Esse ano estabeleci os laços com as mulheres que estariam comigo até os últimos anos das aulas de letras na universidade. Aline, Carol e Wellen, formamos um quarteto, e desse quarteto guardo muitas histórias, e as experiências universitárias mais clichês, como os primeiros porres das amigas, os primeiros namoros, as fofocas sobre o mundo acadêmico, a independência ainda vacilante, as teorias sobre a vida ainda encubadas, os medos, as inseguranças pela pouca idade, o pouco conhecimento, e a certeza da hierarquia.
Guardo todas no meu coração, todas foram e são importantes na minha história, ainda mantemos as mesmas indiscrições, e tenho certeza que quando nos reunirmos novamente, nossos olhos recordarão as mesmas faces juvenis e incertas daqueles dias.

2010, foi o ano em que a minha figura como menina começava a cair e uma nova mulher surgia.
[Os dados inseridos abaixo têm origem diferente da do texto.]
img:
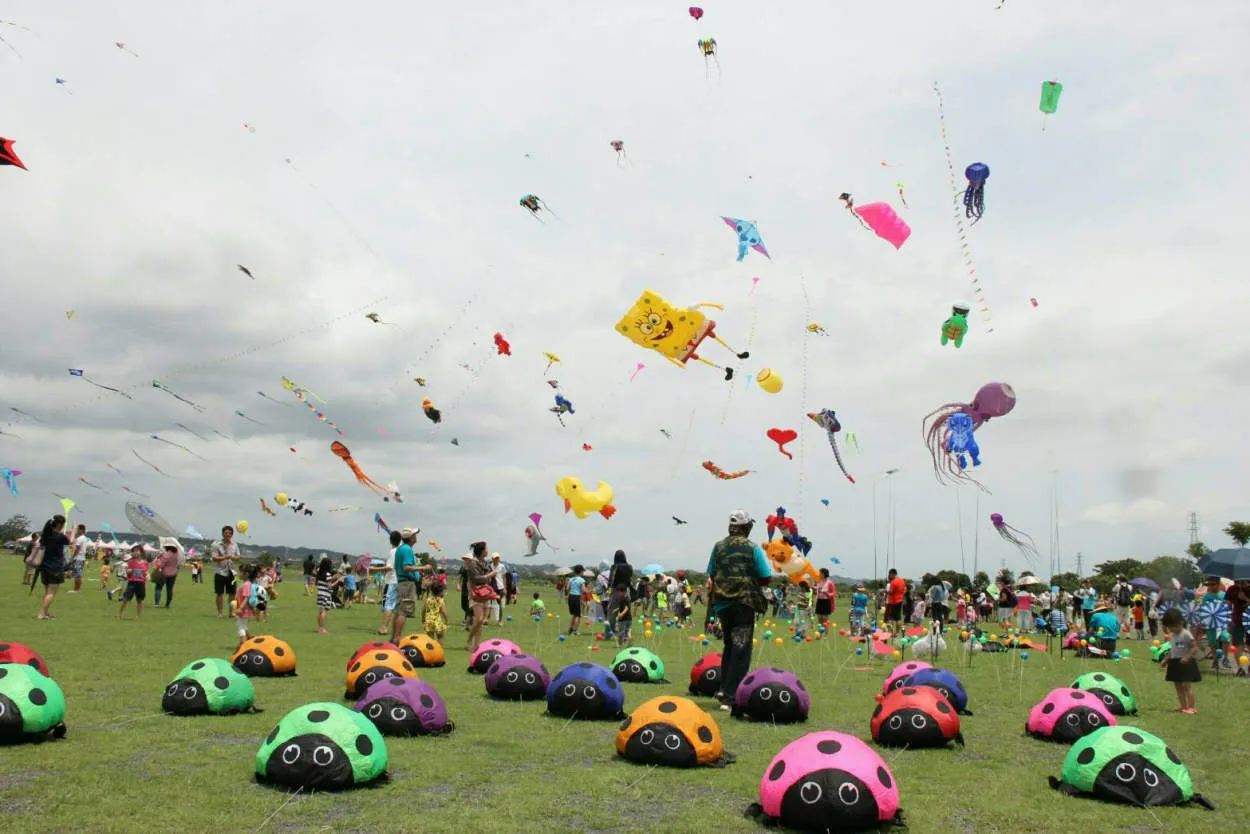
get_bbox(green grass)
[2,560,1247,833]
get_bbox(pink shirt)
[816,579,836,602]
[126,558,148,583]
[1016,591,1033,611]
[235,581,254,619]
[158,552,180,577]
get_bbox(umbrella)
[1197,599,1232,631]
[554,567,573,577]
[641,563,666,576]
[1016,575,1045,588]
[1129,576,1159,591]
[1177,600,1199,625]
[1198,548,1250,581]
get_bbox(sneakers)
[718,703,732,712]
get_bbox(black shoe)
[737,351,749,359]
[724,368,734,381]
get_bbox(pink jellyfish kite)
[921,382,1015,489]
[854,202,911,249]
[689,6,704,20]
[990,512,1040,566]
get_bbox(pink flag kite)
[854,202,911,250]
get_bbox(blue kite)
[721,216,771,262]
[2,467,20,497]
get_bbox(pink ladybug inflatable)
[746,730,904,830]
[882,661,932,695]
[1026,687,1116,743]
[468,638,523,674]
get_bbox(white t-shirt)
[212,540,241,576]
[384,548,398,585]
[71,534,90,564]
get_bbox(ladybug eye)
[583,686,597,699]
[639,729,655,746]
[506,672,519,683]
[364,672,377,684]
[166,684,178,696]
[1114,763,1137,783]
[563,684,577,697]
[837,783,861,806]
[1143,768,1159,787]
[759,687,773,701]
[524,673,536,684]
[887,716,903,730]
[281,743,301,764]
[778,691,792,704]
[910,715,928,729]
[252,655,263,665]
[663,734,682,750]
[368,704,383,718]
[706,669,718,680]
[799,781,823,805]
[1088,714,1102,726]
[312,745,335,766]
[1065,714,1081,726]
[183,687,198,700]
[390,707,408,721]
[1102,694,1115,706]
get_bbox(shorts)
[998,607,1014,621]
[304,574,315,585]
[71,561,86,580]
[41,569,66,586]
[850,609,866,629]
[383,584,397,612]
[122,581,146,602]
[214,574,236,595]
[815,599,833,618]
[885,603,903,622]
[617,618,632,640]
[236,617,251,637]
[568,596,583,617]
[396,581,418,617]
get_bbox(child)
[529,592,546,617]
[676,588,691,624]
[254,570,271,623]
[315,557,340,634]
[115,544,148,621]
[101,557,112,600]
[1132,599,1145,640]
[955,592,967,626]
[911,597,926,625]
[850,584,869,635]
[342,567,357,609]
[794,581,812,633]
[655,587,668,616]
[1162,607,1201,714]
[234,564,257,647]
[616,593,633,647]
[423,580,449,644]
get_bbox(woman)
[152,543,181,608]
[463,542,498,654]
[457,559,471,628]
[605,550,634,637]
[35,515,70,620]
[815,568,836,628]
[21,531,40,586]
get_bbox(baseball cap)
[400,527,419,539]
[729,509,753,525]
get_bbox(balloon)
[644,630,653,639]
[275,492,288,506]
[237,520,249,534]
[756,368,783,393]
[774,638,783,646]
[1121,649,1131,658]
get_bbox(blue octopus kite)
[721,216,771,262]
[945,412,981,470]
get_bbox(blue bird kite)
[721,216,770,262]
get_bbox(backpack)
[247,582,258,608]
[1116,584,1132,607]
[1005,589,1018,607]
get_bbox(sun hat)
[400,527,419,539]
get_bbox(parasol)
[1196,599,1232,631]
[1198,548,1250,581]
[1128,577,1159,591]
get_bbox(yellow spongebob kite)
[615,289,749,380]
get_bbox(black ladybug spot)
[27,659,38,669]
[877,766,893,788]
[213,677,230,690]
[191,662,205,670]
[274,647,286,657]
[402,661,413,672]
[936,701,952,714]
[816,739,842,755]
[579,662,593,669]
[388,678,403,687]
[605,677,618,690]
[29,688,47,706]
[1120,686,1130,696]
[619,717,632,731]
[1093,674,1106,682]
[1070,691,1085,700]
[350,661,362,672]
[768,760,786,781]
[901,688,917,696]
[658,701,678,714]
[1166,747,1181,765]
[871,704,883,718]
[425,642,435,651]
[489,663,500,676]
[1076,746,1096,765]
[356,734,373,755]
[420,694,435,708]
[540,665,548,675]
[0,668,7,679]
[266,725,280,744]
[742,675,755,686]
[648,661,658,670]
[796,680,806,691]
[1041,703,1056,714]
[0,644,8,651]
[770,668,783,674]
[1122,731,1144,745]
[697,726,713,743]
[308,710,331,723]
[374,653,388,661]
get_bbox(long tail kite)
[331,441,400,500]
[69,369,132,399]
[151,434,208,462]
[131,449,175,478]
[175,423,211,442]
[702,460,752,480]
[152,380,205,411]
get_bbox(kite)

E foi nesse momento que a Adri apareceu na porta da minha casa me convidando erroneamente para ser sua modelo fotográfica por um dia. Nossos destinos estavam traçados, não tinha jeito. Ela foi atrás de uma amiga que ela vira pela janela do meu ap. que estava de visita, e se obrigou a fingir que era eu mesma quem ela procurava, quando percebeu que eu era a única loira daquele ap. 304. Descobri o engano um ano depois, mas nossa amizade já estava consolidada, e os corações já tinham cimentado, não dava para rever aquele maravilhoso engano. A Adri me transformou em Alice por um dia e eu colhi os frutos daquele dia por anos. Aquelas fotos de Alice foram iscas para pessoas maravilhosas entrarem na minha vida.
Além de me transformar em Alice, a Adri me repaginou, trouxe a minha vaidade de volta, porque coitada da vaidade, estava escondida através de páginas e páginas de livros e apostilas. E foi através dela, da manauense mais divertida do Brasil, que eu tive a minha figura repaginada. Me senti viva por dentro e por fora, e a mulher que nasceu dali foi algo milagroso e revolucionou o meu ego. Esse foi o ano em que matei todas as vergonhas de me sentir mulher, e assumi a fêmea que sou, com todas as consequências e responsabilidades que isso abarca.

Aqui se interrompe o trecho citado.